Authored by zrthxn on Mar 23 2022, 12:18 AM.

Details

Summary

Refactored (but not yet tested) version of the instruction decoding code

Diff Detail

Event Timeline

zrthxn created this revision.Mar 23 2022, 12:18 AM
Herald added a project: Restricted Project. · View Herald TranscriptMar 23 2022, 12:19 AM
zrthxn requested review of this revision.Mar 23 2022, 12:19 AM
Herald added a project: Restricted Project. · View Herald TranscriptMar 23 2022, 12:19 AM
wallace added inline comments.Mar 23 2022, 11:16 AM
lldb/source/Plugins/Trace/intel-pt/DecodedThread.h
178

you need to have something like

std::unordered_map<uint64_t, llvm::Error> m_errors;

that way, you'll be able to quickly look for the error associated with an instruction index. The IntelPTInstruction int his case, instead of storing the Error, can just store one bit of information has_error = true/false;

zrthxn updated this revision to Diff 417709.Mar 23 2022, 12:19 PM

Introduced unordered map for errors in DecodedThread

jj10306 requested changes to this revision.Mar 23 2022, 12:35 PM
jj10306 added inline comments.
lldb/source/Plugins/Trace/intel-pt/DecodedThread.h
178

nit: from https://llvm.org/docs/CodingStandards.html#c-standard-library
prefer llvm::DenseMap over std::map's unless there's a specific reason not to.

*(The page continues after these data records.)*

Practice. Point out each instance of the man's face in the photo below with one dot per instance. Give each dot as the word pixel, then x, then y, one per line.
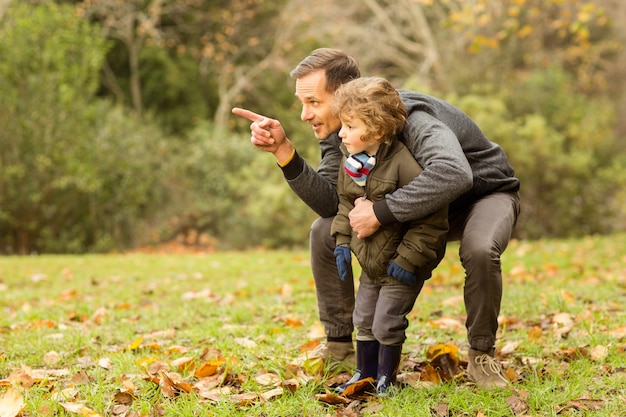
pixel 317 104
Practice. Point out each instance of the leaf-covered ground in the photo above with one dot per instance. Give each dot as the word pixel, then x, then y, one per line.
pixel 194 334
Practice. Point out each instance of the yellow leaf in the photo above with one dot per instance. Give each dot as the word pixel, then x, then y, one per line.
pixel 135 345
pixel 79 409
pixel 209 368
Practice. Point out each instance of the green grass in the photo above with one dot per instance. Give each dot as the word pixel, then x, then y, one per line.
pixel 96 324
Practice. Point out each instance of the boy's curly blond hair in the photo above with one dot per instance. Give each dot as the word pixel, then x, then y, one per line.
pixel 376 102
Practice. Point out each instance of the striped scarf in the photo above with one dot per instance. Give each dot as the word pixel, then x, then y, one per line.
pixel 358 166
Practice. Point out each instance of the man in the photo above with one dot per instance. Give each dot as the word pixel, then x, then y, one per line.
pixel 461 169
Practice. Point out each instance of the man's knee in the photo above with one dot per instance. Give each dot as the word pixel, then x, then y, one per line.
pixel 320 229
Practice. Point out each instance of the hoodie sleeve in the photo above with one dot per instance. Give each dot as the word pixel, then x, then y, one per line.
pixel 446 176
pixel 317 189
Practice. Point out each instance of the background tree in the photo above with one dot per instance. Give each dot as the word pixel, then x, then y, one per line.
pixel 542 78
pixel 70 163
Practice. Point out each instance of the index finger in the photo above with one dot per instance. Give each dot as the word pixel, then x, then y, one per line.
pixel 247 114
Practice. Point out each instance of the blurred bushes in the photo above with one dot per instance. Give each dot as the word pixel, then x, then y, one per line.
pixel 79 173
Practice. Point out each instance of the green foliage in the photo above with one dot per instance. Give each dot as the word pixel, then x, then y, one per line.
pixel 77 318
pixel 234 193
pixel 77 174
pixel 560 144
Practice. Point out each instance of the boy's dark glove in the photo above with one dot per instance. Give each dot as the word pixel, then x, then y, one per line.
pixel 344 261
pixel 401 274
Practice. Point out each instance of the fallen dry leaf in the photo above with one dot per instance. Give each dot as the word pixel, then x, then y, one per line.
pixel 11 403
pixel 517 404
pixel 359 387
pixel 209 368
pixel 276 392
pixel 79 409
pixel 332 399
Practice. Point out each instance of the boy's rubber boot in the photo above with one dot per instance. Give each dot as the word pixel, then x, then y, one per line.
pixel 388 363
pixel 366 363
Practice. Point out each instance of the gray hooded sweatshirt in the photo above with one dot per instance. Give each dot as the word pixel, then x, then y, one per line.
pixel 460 165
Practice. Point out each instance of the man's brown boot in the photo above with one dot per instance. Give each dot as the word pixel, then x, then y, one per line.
pixel 484 369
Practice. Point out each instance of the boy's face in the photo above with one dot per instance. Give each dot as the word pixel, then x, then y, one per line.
pixel 317 104
pixel 353 131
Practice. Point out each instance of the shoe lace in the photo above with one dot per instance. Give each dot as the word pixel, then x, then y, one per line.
pixel 492 364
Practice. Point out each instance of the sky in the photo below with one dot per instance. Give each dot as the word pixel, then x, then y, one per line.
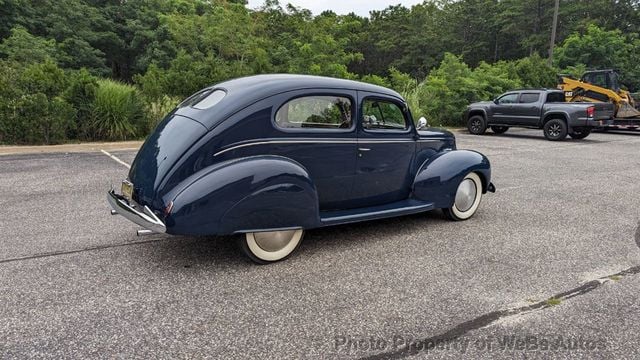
pixel 360 7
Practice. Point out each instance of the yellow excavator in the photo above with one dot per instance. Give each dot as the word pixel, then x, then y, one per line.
pixel 600 86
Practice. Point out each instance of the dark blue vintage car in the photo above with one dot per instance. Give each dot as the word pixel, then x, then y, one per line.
pixel 271 156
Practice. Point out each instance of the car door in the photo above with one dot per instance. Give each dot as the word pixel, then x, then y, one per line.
pixel 527 110
pixel 503 110
pixel 386 147
pixel 317 128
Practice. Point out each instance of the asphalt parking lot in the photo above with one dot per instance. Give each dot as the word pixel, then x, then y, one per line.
pixel 549 262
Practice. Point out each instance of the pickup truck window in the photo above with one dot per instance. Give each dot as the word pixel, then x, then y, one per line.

Don't forget to update CalculateApproximateMemoryUsage() as well! Also, besides for being inline with the coding standards I linked above, using llvm::DenseMap here has the actual advantage that it exposes its approximate size via getMemorySize(), whereas there is no easy way to get the size of std::map.

lldb/source/Plugins/Trace/intel-pt/IntelPTDecoder.cpp
120
This revision now requires changes to proceed.Mar 23 2022, 12:35 PM
zrthxn added inline comments.Mar 23 2022, 12:50 PM
lldb/source/Plugins/Trace/intel-pt/DecodedThread.h
178

DenseMap looks interesting we should try that.

Yes i will update the mem calculation and make it more accurate so some refactor will be needed. That'll be the next small patch once this works.

jj10306 added inline comments.Mar 23 2022, 12:56 PM
lldb/source/Plugins/Trace/intel-pt/DecodedThread.h
152

Return a reference here to avoid potential expensive copy when returning.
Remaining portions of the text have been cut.